You're my one true friend and I never meant to hurt you

   
- Andy— Eline -

   


   Elle marchait dans ses maisons, un verre à la main, s’arrêtant devant ses photos qui lui rappelaient tant de souvenirs à la fois douloureux et heureux. Elle ferma les yeux afin de se rappeler les rires de son fils, portant le verre à sa bouche. Elle pouvait revoir se flammes, sentir leur chaleur, les bras de son frère l’empêchant d’aller dans le brasier qui avait pris possession de sa maison entière. Elle pouvait encore entendre ses cris de douleur, sentir son cœur et son âme se déchirer face à ce spectacle.  

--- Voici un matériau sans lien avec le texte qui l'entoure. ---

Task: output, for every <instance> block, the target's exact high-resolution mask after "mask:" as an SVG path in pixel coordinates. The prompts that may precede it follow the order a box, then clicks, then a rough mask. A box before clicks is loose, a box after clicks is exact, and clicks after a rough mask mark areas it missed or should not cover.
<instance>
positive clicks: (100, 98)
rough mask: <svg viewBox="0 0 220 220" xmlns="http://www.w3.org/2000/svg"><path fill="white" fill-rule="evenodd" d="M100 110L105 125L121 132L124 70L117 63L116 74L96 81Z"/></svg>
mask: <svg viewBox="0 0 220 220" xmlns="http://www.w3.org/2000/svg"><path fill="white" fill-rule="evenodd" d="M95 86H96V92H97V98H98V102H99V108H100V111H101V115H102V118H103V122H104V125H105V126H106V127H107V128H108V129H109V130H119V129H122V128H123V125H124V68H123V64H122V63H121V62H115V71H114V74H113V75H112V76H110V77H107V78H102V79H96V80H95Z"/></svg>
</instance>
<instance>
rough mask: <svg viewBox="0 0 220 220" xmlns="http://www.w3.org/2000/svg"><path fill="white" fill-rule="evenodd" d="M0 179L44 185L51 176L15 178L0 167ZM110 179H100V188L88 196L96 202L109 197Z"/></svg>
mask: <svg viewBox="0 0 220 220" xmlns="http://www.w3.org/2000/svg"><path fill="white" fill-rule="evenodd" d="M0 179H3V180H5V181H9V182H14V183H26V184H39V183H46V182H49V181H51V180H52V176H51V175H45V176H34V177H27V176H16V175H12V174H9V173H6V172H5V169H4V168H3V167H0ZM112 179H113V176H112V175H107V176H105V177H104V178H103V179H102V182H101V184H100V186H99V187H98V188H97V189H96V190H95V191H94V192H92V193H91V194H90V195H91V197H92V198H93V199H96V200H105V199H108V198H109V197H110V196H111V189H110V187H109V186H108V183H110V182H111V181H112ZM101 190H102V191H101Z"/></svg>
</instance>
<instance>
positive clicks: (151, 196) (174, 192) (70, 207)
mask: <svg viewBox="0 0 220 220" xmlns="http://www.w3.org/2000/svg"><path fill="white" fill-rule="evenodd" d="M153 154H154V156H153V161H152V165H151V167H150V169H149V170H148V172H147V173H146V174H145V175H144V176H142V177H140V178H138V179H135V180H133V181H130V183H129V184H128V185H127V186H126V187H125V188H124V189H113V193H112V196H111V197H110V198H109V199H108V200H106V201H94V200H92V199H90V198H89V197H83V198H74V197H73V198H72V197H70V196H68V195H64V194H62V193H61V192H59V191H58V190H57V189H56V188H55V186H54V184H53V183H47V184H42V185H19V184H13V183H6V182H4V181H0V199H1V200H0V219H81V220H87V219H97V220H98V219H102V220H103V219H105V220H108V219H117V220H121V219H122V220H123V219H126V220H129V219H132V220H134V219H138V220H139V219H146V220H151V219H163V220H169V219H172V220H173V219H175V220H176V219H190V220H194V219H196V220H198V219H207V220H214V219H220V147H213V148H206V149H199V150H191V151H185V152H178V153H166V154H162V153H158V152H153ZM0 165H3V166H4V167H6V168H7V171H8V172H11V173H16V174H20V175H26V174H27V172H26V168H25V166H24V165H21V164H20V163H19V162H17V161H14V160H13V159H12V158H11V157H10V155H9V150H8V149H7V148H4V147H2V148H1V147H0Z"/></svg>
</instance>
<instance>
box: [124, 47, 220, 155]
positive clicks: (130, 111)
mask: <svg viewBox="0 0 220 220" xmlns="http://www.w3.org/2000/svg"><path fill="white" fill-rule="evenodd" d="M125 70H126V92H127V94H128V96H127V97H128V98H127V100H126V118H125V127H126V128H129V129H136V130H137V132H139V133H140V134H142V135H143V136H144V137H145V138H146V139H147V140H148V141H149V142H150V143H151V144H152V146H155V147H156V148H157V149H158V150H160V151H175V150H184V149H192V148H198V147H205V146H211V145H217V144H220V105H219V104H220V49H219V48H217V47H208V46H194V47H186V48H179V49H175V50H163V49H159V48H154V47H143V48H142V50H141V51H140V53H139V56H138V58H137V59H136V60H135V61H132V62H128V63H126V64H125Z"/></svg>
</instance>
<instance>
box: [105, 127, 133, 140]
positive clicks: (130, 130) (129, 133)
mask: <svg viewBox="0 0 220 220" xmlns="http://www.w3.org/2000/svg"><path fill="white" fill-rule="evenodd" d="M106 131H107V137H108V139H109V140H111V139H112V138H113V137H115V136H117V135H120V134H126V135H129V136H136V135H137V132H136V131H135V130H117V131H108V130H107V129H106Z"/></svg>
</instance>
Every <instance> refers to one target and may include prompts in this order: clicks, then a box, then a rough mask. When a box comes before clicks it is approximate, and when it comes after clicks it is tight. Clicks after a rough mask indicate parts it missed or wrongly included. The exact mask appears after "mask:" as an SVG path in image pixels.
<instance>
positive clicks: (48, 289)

Elle rouvrit les yeux, passant à un autre de ses images animer, la ramenant à se passer qui avait été si heureux. Elle sentit cette peine en elle. Elle prit une autre gorgée à son verre. Ce soir, c’était une de ses fameuses soirées, ou les souvenirs étaient bien trop présents, ou sa détresse la submergeait. Elle ne trouvait que le réconfort dans ce verre, cette paix qu’elle cherchait temps, ce moment où elle pouvait oublie l’espace d’un instant ce vide qu’elle ressentait depuis deux ans maintenant. Leur disparition avait été un crève-cœur dont elle ne savait pas comment s’en échapper. Chaque jour, elle ressentait ce vide, ce manque. Elle sentait cette souffrance la ronger chaque jour et ne savait pas comment vivre sans eux.

Alors, elle noyait ce chagrin à l’aide d’une bouteille de whisky pur feu. Pour Eline, elle était sa seule amie, celle qui l’aidait à surmonter cette épreuve, lui faire oublier tout ce désespoir qu’elle ressentait au quotidien. C’était sa seule solution, le seul moment de répit où elle pouvait trouver une certaine sérénité, même si celle-ci était malsaine, ou qui la poussait à dire des choses qu’elle regrettait le lendemain, accompagné d’un mal de tête. Cela était les seuls inconvénients à cette solution.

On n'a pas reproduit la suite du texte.